Crops grown in arid climates are vulnerable to recurrent drought cycles. Recently, there has been a greater emphasis placed on crop drought resistance. Crop drought tolerance is a complicated process that requires extensive research at the physiological, biochemical, and molecular levels to understand the mechanisms behind drought tolerance and safeguard valuable genetic resources. As a result, the effect of single and multiple drought stress was compared in four wheat genotypes in the present study to examine drought tolerance and adaptation mechanisms. To achieve these objectives, four wheat genotypes were subjected to three distinct drought treatments (G2–4) and a control treatment (G1). The results showed that exposing wheat seedlings to initial (first) stress (in G2 treatment condition) induced a hardening or acclimation response to subsequent drought stress, contributing to drought resistance in wheat genotypes.

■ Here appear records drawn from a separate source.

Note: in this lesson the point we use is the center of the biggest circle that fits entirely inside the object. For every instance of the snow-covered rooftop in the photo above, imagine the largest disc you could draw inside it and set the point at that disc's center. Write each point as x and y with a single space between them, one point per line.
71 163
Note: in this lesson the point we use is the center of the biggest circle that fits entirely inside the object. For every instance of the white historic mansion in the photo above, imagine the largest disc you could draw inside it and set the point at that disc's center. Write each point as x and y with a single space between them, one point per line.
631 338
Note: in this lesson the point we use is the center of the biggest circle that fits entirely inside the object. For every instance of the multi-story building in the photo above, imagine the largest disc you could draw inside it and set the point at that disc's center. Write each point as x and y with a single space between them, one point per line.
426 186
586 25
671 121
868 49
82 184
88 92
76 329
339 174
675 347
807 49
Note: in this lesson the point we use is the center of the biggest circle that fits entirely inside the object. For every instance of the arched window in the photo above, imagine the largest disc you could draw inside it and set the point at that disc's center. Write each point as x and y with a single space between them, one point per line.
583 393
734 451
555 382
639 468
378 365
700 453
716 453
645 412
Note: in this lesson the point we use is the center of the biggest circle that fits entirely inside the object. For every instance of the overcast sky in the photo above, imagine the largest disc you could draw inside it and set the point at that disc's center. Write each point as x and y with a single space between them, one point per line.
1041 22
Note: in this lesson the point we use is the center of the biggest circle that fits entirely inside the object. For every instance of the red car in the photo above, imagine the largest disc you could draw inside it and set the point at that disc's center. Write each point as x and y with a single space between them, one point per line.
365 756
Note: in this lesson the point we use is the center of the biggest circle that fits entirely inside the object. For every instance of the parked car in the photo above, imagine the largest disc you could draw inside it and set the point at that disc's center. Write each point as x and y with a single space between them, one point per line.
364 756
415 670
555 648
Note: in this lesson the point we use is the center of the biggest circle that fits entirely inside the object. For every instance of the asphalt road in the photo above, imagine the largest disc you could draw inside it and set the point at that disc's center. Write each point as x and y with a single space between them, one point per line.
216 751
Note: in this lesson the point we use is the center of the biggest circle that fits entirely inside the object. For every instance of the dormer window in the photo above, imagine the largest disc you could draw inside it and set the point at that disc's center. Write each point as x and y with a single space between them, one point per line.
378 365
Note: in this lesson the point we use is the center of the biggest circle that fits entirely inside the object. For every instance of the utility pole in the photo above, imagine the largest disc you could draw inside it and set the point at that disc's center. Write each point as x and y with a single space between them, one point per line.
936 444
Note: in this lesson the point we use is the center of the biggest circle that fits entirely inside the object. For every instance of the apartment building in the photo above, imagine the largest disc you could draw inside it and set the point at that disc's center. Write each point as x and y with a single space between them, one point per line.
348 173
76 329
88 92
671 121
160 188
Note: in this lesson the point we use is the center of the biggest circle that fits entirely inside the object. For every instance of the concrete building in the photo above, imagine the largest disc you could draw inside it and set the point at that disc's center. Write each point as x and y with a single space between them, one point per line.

The wheat genotypes studied showed similar patterns of physiological response to drought treatments. Drought decreased chlorophyll, carotenoid, water content, leaf and root dry weights, R–S ratio, MSI, and increased MDA, EL, proline, soluble sugar, H₂O₂ accumulation, and antioxidant enzymes (SOD, CAT, and APX) activities, which was consistent with previous studies (Du et al. 2020; Govindasamy et al. 2020; Gujjar et al. 2021; Hamurcu et al. 2020; Raja et al. 2020; Upadhyay et al. 2020; Wu et al. 2020) (Figs. 2, 3). Although the genotypes showed similar physiological response patterns under different treatment conditions (G2–4), the degree of these changes differed between genotypes. Most indicators (traits) were significantly influenced by genotype (G), treatment (T), or the interaction of genotype and treatment (G × T) (Table 2).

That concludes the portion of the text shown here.